I pour the refill. “How was your breakfast?”
He takes one sip and levels a look at me. “It hit the spot, although I noticed you upped the price of biscuits by two cents.”
“Inflation,” I shoot back. “You can take it up with the Federal Reserve.”
He harrumphs but I see the twinkle in his expression. “I fought for this country.”
“Then consider it your patriotic duty to pay more,” I tell him sweetly.
My bestie Larkin sits next to her identical twin, Laken, who sits to the right of Pap. The ladies have twin halos of luxurious chocolate-brown hair, arresting hazel eyes and matching grins.
“Pap’s feisty this morning,” Laken observes as I top off their javas.
“Your grandpa is a teddy bear,” I counter, cutting to Pap, who ignores the comment. Which… pretty sure no one has ever referred to the retired Marine as a fluffy stuffed toy before.
Larkin snorts and the twins share a laugh at Pap’s expense, but I’m already spinning off to the next table, where Mary-Margaret Quinn sits wearing her broad-brimmed hat and rings on every finger.
“Penny, darling,” she calls, “if you’d let me bring in one of my antique mirrors, this space could really shine. It’ll open up the room—and reflect all our sins at the same time.”
“Appreciate it, Mary-Margaret,” I reply, picking up three plates from a nearby table and balancing them on one arm, “but I think Whynot’s got enough mirrors for that.”
She giggles like a young girl and I grin back at her.
The café hums like a hive, full of laughter, clinking mugs, and the hiss of Johnny’s griddle. It’s pure craziness, but the good kind—loud, alive and entirely unpredictable.
Johnny’s laugh booms from the kitchen. “Penny, you got a second?”
I dodge around Pap’s stool and walk through the double doors to the kitchen, dropping the plates with a clatter in one of the large industrial sinks. Johnny Clemons—forty-something, red-faced, and built like a linebacker who never stopped bulking up—is wearing an apron that readsKiss the Cook—But Not If You Value Your Life. His grin could light up a power outage.
“What’s up?” I ask.
“Order for Eli Hart’s ready,” he says, handing me a brown paper bag that has a Styrofoam container inside. “Called it in half an hour ago—honey-biscuit sandwich with bacon. Told him I’d have it hot when he got here.”
“Got it.” I wipe my palms on my apron and accept the order.
I head back into the dining area just as Eli walks in.
It goes quiet and I swear, even the bacon stops sizzling.

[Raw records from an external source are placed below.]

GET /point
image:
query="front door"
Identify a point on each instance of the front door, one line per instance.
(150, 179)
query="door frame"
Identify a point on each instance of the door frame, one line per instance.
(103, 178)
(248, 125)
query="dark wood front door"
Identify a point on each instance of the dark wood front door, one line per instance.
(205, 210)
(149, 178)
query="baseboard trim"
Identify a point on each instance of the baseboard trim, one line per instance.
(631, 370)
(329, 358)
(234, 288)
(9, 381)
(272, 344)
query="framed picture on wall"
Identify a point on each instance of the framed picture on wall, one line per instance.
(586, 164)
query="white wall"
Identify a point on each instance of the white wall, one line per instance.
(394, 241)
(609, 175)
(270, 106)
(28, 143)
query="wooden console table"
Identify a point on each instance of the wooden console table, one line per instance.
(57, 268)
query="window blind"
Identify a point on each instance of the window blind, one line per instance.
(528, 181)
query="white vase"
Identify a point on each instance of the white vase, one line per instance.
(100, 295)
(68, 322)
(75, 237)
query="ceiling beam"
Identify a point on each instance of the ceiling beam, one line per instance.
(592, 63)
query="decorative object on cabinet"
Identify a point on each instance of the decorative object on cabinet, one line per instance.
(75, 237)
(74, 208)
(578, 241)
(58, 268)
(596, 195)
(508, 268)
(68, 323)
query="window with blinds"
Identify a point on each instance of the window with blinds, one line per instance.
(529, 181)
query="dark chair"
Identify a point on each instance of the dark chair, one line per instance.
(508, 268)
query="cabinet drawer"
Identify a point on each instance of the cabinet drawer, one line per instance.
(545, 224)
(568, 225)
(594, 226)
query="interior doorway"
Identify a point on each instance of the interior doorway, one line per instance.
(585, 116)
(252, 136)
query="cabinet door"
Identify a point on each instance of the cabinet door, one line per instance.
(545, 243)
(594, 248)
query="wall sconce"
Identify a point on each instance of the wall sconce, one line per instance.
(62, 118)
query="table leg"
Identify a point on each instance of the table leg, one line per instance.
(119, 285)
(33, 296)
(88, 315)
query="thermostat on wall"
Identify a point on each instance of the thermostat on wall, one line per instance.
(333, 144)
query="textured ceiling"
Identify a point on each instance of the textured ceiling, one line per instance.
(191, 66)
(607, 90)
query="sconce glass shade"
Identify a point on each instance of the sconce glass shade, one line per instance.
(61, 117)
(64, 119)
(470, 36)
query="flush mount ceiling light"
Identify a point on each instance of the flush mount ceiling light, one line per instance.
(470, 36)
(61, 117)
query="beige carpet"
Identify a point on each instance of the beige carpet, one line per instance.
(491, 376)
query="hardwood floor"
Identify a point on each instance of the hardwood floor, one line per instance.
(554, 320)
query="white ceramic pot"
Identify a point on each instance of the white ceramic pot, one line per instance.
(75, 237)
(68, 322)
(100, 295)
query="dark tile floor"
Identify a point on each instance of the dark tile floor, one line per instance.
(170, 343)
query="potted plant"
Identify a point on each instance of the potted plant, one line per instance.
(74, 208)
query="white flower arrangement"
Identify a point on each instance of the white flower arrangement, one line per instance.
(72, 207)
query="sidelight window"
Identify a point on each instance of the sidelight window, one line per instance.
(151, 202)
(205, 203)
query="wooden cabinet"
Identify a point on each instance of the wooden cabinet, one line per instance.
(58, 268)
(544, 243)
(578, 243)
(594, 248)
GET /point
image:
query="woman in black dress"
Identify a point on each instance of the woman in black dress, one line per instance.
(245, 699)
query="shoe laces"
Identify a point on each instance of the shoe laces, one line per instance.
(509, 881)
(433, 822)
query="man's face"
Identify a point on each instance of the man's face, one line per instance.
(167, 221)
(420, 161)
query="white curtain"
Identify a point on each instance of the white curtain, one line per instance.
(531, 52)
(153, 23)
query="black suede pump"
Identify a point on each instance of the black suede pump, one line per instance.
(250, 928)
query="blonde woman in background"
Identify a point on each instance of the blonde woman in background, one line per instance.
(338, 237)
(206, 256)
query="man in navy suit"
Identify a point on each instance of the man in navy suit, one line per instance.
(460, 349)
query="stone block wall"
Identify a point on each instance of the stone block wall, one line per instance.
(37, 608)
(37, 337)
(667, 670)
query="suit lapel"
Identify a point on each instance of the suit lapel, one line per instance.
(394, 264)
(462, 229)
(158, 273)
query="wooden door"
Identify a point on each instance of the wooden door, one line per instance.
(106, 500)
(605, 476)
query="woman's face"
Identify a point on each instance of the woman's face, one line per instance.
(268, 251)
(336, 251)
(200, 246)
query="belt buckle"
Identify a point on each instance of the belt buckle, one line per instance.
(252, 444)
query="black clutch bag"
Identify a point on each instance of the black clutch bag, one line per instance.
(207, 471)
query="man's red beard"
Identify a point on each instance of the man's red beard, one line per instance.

My breath catches just a little as the owner of Hart Apiaries strides in. Eli’s in his mid-thirties, devastatingly gorgeous with near-black hair, blue eyes sharp as a Carolina sky after a storm, jeans faded just right, and a plain gray T-shirt that looks sinful on a man who clearly knows manual labor. I swear the air pressure shifts just from his presence.
Mary-Margaret actually fans herself with her laminated menu. “Mercy.”
Larkin murmurs, “He is not hard to look at.”
“No, he is not,” Laken adds, starry-eyed.
Pap snorts. “You girls get those hormones under control. You both have husbands at home.”
The twins snicker and continue to stare at Eli.
Floyd leans back on his stool, amused. “I admit… he’s handsome in all the right ways.”
Eli nods as he moves past other customers, unbotheredby the attention. Or maybe he’s oblivious, but he walks with the quiet confidence of a man who doesn’t need to prove a damn thing.
I move to the register to meet him. “Hey, Eli.”
“There’s the heroine of the town,” he says, voice deep, warm, Southern but not twangy. “Opening back up Central Café and making all our dreams come true.”